Home » Business » “A life without having to waste a thought on money,” daily newspaper Junge Welt, October 7th, 2024

“A life without having to waste a thought on money,” daily newspaper Junge Welt, October 7th, 2024

Art doesn’t pay rent: “Linda and the Long Line” (Berlin, October 5, 2024)

The venerable Babylon cinema, built in 1928/29 in the “New Objectivity” style, witnessed the greatness and misery of German history: demonstrations by the KPD on its forecourt against fascism, hunger and cold, the party headquarters were next door. But also raids by the SA and finally the occupation of the Karl Liebknecht House in 1933 by the fascists who had been pushed to power. It was appropriate to celebrate the 75th anniversary of the founding of the GDR right here, with speeches, a panel discussion, music and a presentation of the film monument “The Legend of Paul and Paula” at the end. At the invitation of the young world On Saturday, 500 guests came to honor a state that no longer exists, but even 34 years after its destruction, especially in the east of the republic, is so alive that it is still the target of hateful attacks from the supposed victors of history. »75 years of the GDR. What remains?” was the question that they wanted to address.

None other than the last General Secretary of the SED Central Committee and Chairman of the GDR State Council in the fall of 1989, Egon Krenz, spoke at the beginning about the mission of the first socialist state on German soil. 40 years of the GDR meant 40 years of practical peace work: “The GDR never waged war, it was the German state of peace!” said Krenz. Its founders made the Buchenwald Oath the guiding principle of politics. Even the winning ideologists from the “SED State Research Association” had to acknowledge that “it was not possible to get the GDR out of people’s hearts.” Krenz was self-critical about the inadequacies of the socialist state: “We were like pioneers.” But: “The GDR is not suitable as the Cinderella of German history.”

Daniel Bratanovic from the editor-in-chief of young world had already welcomed the guests in the large cinema hall and, as if in passing, found exactly the right way to deal with the GDR phenomenon with a Gundermann quote: “I bet on the right horse, but it didn’t win.”

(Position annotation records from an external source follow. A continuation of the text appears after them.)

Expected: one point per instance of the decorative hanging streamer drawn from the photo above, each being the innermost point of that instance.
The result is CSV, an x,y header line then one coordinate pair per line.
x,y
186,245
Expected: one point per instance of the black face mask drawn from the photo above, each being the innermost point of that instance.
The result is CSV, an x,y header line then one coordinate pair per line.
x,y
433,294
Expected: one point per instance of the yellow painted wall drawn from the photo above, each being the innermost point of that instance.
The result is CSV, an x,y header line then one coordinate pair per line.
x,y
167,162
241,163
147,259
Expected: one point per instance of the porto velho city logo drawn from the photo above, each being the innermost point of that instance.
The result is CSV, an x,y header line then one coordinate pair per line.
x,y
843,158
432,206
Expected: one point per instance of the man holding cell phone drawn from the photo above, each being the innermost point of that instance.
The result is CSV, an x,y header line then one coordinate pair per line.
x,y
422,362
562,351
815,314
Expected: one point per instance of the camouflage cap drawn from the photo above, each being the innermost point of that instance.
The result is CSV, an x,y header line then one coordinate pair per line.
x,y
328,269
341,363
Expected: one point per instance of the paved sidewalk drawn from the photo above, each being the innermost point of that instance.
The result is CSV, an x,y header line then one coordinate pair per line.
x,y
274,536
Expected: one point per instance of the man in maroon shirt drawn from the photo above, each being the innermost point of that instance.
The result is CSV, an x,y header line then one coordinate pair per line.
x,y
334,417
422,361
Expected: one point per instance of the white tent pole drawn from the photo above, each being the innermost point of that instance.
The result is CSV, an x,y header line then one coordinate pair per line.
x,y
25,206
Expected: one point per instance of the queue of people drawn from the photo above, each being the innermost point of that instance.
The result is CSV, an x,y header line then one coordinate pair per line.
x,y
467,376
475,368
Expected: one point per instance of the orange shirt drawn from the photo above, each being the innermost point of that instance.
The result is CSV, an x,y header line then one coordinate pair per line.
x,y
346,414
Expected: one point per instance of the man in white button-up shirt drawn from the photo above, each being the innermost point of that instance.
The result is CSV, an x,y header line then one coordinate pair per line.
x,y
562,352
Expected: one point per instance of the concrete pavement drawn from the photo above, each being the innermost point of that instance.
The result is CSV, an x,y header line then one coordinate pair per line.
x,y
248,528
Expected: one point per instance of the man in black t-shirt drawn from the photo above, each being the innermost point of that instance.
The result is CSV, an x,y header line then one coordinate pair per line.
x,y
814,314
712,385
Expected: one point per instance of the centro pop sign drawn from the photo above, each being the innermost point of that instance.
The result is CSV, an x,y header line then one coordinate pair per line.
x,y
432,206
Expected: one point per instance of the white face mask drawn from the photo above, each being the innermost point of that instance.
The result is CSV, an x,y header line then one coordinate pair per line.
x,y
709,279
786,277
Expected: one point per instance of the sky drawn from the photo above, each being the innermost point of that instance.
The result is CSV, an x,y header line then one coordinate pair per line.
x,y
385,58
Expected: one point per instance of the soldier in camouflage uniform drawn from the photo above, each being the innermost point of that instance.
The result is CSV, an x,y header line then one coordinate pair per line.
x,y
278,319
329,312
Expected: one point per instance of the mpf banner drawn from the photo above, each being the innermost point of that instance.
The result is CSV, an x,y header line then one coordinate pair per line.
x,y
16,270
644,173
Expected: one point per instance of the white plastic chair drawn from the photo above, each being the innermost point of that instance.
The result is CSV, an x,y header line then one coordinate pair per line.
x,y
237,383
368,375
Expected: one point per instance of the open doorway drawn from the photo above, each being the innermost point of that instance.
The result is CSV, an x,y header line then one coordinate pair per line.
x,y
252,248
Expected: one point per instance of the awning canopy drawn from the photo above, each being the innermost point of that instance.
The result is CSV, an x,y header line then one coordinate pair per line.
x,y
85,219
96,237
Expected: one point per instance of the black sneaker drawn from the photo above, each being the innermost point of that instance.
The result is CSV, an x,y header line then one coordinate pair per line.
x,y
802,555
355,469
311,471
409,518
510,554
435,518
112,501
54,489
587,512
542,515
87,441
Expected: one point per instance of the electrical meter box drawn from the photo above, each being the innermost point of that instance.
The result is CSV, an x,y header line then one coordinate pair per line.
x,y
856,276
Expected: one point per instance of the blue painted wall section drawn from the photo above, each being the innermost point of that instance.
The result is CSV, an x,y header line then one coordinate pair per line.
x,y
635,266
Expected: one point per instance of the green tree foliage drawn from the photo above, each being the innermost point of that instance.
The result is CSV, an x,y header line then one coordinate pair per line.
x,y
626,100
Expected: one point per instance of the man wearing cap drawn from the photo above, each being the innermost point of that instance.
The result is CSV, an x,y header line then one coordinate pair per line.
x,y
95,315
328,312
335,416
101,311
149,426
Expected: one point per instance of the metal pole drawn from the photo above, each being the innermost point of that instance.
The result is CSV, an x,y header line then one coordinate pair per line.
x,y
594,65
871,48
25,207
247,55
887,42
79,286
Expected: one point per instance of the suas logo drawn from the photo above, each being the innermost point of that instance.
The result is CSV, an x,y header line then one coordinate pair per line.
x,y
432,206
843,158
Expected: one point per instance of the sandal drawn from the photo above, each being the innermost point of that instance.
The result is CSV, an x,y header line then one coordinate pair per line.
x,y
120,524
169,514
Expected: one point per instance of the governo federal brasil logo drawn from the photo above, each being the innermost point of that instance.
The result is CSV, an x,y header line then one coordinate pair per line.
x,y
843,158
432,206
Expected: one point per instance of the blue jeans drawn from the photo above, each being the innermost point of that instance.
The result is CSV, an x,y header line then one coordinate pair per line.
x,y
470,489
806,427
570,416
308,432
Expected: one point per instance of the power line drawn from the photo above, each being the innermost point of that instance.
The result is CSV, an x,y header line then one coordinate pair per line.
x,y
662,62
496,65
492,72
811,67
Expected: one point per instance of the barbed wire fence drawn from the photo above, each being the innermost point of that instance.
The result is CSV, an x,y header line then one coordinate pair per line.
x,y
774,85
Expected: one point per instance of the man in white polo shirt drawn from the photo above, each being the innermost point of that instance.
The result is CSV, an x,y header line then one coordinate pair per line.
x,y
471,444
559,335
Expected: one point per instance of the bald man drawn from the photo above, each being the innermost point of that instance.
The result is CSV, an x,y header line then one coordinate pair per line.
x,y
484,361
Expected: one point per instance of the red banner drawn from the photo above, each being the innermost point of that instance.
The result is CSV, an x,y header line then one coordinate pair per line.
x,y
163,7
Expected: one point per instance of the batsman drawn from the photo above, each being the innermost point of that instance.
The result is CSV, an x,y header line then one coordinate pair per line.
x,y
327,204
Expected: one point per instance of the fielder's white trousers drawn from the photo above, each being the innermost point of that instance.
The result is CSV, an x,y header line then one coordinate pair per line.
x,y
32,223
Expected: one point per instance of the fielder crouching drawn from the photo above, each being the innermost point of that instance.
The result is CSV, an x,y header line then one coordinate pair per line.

Martin Küpper, born in the year of reunification in 1989, philosopher, historian and journalist, spoke after Krenz in his lecture about the greatest challenge of the GDR’s social policy, the solution to the housing question. He did not want to let the fact that industrial construction is still seen in architectural criticism today as “boredom and sadness cast in concrete” remain as it is. The overall residential structures in cities should be “characterized by tangible contrasts, and standardized buildings should enable individual appropriation and design.” “Socialized living” in particular offered all kinds of freedom – which of course had its limits in reality when people and materials in construction were rare and at the same time the need for modern living space was huge. Not only the impulses, according to Küpper, but also the results of this new architecture were impressive despite everything in their diversity.

The subsequent panel discussion, which was enriched with a short reading by actress Jennipher Antoni, who read texts from her program on Peter Hacks, could not reach all of the guests in the hall. A visitor became incomprehensibly excited and thus provoked a lengthy interruption. There was a lot to be concerned about: Antoni and the author Dörte Grimm only knew the GDR from their childhood, the teacher and songwriter Linda Gundermann was only born in 1992. A symbolic cast that the presenter Doreen Kähler introduced here. The artists come from the generation that can best answer the question: “What remains?”

Above all, these were wishes. What remains is, above all, an awareness of what has been lost. The erased GDR left many empty spaces. Where is the togetherness, the being there for each other? asked Antony. And Grimm added: “A life without having to waste a thought on money” is no longer imaginable today. Linda Gundermann put it this way: “I have to pay rent – and earning it with art in this country is not realistic.” That’s why she was first a high school teacher and then an artist. At the end there was agreement when the women emphasized that the current social and, above all, political conflicts can only be addressed if we talk to each other and approach each other, because only in each other will everyone be able to find themselves.

Gundermann then played with her project “Linda and the Long Line” and in the concert she explained in a soulful but alert manner what lies in today. Actually nothing different than before. It’s the people with their little worries, it’s the soft feelings that bloom in us like flowers and, last but not least, the tears that stay, even with others.